Among reaction to the American Medical Association's vow to fight implementation of ICD-10, the American Health Information Management Association and Forbes magazine take decidedly different views.
AHIMA officials expressed disappointment in the AMA's position. CEO Lynne Thomas Gordon said the industry must move its disease classification system toward international standards and align it with the meaningful use program and value-based reimbursement, which requires a more contemporary and detailed coding system.

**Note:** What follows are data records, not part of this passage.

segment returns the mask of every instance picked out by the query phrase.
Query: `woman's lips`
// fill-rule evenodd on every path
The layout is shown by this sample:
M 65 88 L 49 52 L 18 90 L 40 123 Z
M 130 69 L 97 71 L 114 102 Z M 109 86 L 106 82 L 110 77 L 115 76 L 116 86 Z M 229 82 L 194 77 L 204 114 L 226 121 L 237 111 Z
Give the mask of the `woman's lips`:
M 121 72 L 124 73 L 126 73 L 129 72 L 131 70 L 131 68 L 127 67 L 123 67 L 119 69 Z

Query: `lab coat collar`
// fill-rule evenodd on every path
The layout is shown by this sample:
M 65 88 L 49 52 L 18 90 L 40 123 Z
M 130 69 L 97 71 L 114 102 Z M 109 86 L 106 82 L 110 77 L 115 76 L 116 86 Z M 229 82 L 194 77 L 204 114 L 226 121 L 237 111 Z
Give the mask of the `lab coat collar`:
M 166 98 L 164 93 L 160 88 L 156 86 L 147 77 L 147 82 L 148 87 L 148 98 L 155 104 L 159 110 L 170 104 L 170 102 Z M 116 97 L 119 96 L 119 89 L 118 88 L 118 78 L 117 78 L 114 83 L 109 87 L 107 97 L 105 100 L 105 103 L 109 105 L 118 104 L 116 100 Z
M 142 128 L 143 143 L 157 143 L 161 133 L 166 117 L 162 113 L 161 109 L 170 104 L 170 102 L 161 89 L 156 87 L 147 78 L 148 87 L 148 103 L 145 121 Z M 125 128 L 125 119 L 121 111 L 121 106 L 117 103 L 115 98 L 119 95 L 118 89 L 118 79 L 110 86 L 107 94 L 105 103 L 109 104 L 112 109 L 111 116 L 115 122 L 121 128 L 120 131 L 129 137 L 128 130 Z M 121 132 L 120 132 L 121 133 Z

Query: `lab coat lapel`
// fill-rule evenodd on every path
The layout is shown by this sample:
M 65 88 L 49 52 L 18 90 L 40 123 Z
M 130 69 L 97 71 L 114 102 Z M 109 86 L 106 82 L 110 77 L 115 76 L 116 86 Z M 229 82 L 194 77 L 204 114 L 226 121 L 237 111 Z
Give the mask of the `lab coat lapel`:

Sue Bowman, director of coding policy and compliance at AHIMA, said administrative systems "can be easily implemented" for most primary care practices and specialty practices would only be using a small number of ICD-10 codes. "The classification system is like a dictionary," she said. "You only use it for the codes that represent the diseases that your practice encounters, which would not be every code in the book." The ICD-9 code set, she added, has essentially run out of codes and cannot fully express 21st Century medical knowledge.
The headline of Forbes staff writer David Whelan's story--The AMA Finally Takes A Stand Against ObamaCare Thinking In Washington--said it all about the magazine's opinion. "Nobody's made a great case for why ICD-10 is a good idea, except that it would make U.S. and European coding equivalent. Comparative public health research would become easier, but at a huge unfunded cost," he wrote.
Whelan wrote that the AMA's stance is interesting because it is the first time a major health care lobbying organization has come out against ICD-10, and is a sign of "growing resistance to policy makers practicing medicine without a license." He noted that between the stimulus and reform laws, the Obama Administration has "jammed 'reforms' down doctors' throats with nary a gag."